PHUKET: Jaime Nualart is currently the Ambassador of Mexico to Thailand. Born in Mexico City in 1952, Amb Nualart remembers his childhood with fondness.
“I went to a good school and was among the top three students in my class. I had good friends, but I was also very shy. That is perhaps the reason my mother decided to enroll me and my three siblings in art school.”
An avid puppeteer, the ambassador learned this skill at art school.
“I entered my puppets in theater performances at school, as I was too shy to perform in front of an audience myself. I had a close friend in class with me (who is now one of the most recognized Mexican authors) who was also very shy,” Amb Nualart says.
“We were both encouraged to overcome our shyness and stage fright by one of the professors in the school, who groomed us and helped us become more confident.”
Amb Nualart then went on to study journalism at university and worked in television, cinema, radio and education. He later joined the National Institute of Fine Arts in Mexico, where he was in charge of public relations and dissemination of programs. He has also worked with the Mexico City Philharmonic Orchestra and handled promotion, public relations and international tours all over South America, North America, Europe and Asia.
“I started travelling a lot, which gave me the chance to learn about other cultures and countries. That’s what led me to join the Ministry of External Affairs in 1982,” says Amb Nualart.
“The same year I went to Japan and worked at the Mexican Embassy in Tokyo for five years. Those were wonderful times, both in my personal and professional life. I was in charge of cultural activities and promoted Mexican art and culture in Japan.”
The ambassador takes a keen interest in all sorts of art manifestations, from ancient and classical to contemporary art, performing arts, even fashion and gastronomy.
During his stay in Japan, the things he loved the most were Japanese art, food and culture.
“I learned about Japanese theater, such as ‘kabuki’, a very sophisticated form of art expression called ‘noh’ which is the most ancient, elaborate and aristocratic form of Japanese theater. I used to go to the theater every Sunday, where I met one of the living national treasures of Japan, the director and actor at one of the noh schools, and I even became the first Westerner to ever perform on that stage,” he says.
Amb Nualart also loves cuisine from other countries he has lived in, including Thailand and India.
“I believe food traditions are something that help us identify with other cultures,” says Amb Nualart.
Mexican and Thai authorities are now considering opening an honorary Mexican consulate in Phuket.
“The Mexican Embassy in Thailand was established nearly 40 years ago. However, more than 25,000 Mexicans visit Phuket and nearby islands every year, so we want to have an honorary consulate here as a reference point to help resolve any issues they might face during their stays,” Amb Nualart says.
Mexico and Thailand have always enjoyed strong relations and the ambassador is confident that they will prosper further in the future.
“I have been working with Thai authorities and institutions such as universities and research centers regarding matters that are significant for both countries. These include health, food security and climate change. We are also starting a partnership with the University of Khon Kaen in the field of edible insects,” says Amb Nualart.

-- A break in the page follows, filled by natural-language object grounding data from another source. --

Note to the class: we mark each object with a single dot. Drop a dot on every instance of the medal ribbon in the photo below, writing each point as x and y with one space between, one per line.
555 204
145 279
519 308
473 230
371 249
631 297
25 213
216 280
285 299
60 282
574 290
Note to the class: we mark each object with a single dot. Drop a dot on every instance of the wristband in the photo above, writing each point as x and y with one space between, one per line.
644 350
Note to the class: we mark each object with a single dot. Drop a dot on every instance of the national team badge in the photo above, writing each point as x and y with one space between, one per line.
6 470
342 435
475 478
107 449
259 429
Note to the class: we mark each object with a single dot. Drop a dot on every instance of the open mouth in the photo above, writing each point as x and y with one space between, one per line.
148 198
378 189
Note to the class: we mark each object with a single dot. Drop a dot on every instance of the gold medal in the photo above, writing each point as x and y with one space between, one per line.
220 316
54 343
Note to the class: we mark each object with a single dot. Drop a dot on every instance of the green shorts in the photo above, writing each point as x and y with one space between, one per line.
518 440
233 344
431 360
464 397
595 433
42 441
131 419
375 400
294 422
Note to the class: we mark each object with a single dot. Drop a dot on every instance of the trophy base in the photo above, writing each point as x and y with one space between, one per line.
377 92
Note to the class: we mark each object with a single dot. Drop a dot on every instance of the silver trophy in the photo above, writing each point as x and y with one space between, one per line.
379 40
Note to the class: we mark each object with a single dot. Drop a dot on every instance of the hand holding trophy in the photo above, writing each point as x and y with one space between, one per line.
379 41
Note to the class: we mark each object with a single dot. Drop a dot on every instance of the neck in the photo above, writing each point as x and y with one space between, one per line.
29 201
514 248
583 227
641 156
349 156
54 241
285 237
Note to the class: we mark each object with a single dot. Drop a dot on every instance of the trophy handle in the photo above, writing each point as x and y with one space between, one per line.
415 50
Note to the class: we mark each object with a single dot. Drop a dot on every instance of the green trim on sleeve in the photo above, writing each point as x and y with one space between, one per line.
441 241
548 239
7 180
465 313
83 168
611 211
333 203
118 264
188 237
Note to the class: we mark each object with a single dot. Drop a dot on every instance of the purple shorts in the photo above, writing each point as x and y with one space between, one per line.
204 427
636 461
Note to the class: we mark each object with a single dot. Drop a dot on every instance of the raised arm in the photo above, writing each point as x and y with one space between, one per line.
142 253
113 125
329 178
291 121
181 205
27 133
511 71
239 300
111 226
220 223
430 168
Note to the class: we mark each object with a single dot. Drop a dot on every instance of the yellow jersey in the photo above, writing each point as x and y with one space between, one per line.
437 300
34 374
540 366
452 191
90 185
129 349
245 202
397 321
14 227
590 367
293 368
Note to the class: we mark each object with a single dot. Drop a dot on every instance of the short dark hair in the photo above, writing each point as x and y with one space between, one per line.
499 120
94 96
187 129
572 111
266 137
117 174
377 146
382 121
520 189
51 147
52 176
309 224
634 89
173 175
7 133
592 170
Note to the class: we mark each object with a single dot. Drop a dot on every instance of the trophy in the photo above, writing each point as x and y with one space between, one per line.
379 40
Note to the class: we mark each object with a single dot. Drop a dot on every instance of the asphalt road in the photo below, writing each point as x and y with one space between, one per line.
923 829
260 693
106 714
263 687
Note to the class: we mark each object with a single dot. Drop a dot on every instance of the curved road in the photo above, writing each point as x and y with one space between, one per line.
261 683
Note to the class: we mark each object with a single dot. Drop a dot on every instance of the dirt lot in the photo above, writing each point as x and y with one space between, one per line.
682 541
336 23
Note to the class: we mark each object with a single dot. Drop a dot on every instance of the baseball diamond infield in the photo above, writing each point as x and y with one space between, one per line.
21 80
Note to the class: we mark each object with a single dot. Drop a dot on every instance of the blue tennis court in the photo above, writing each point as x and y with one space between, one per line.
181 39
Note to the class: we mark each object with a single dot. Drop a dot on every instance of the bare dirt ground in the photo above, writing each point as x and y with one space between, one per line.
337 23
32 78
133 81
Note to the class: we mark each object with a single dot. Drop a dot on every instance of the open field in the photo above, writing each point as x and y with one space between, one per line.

“We have bilateral trade worth more than 6 billion dollars with Thailand and this number is rising sharply. We trade in manufactured goods, rice, electronic components and auto parts, to name a few. I’m convinced that Mexico’s future role in the world is along the same lines as countries in the Asia Pacific or USA. We all share the Pacific Ocean, where the most dynamic economies of the world are located.”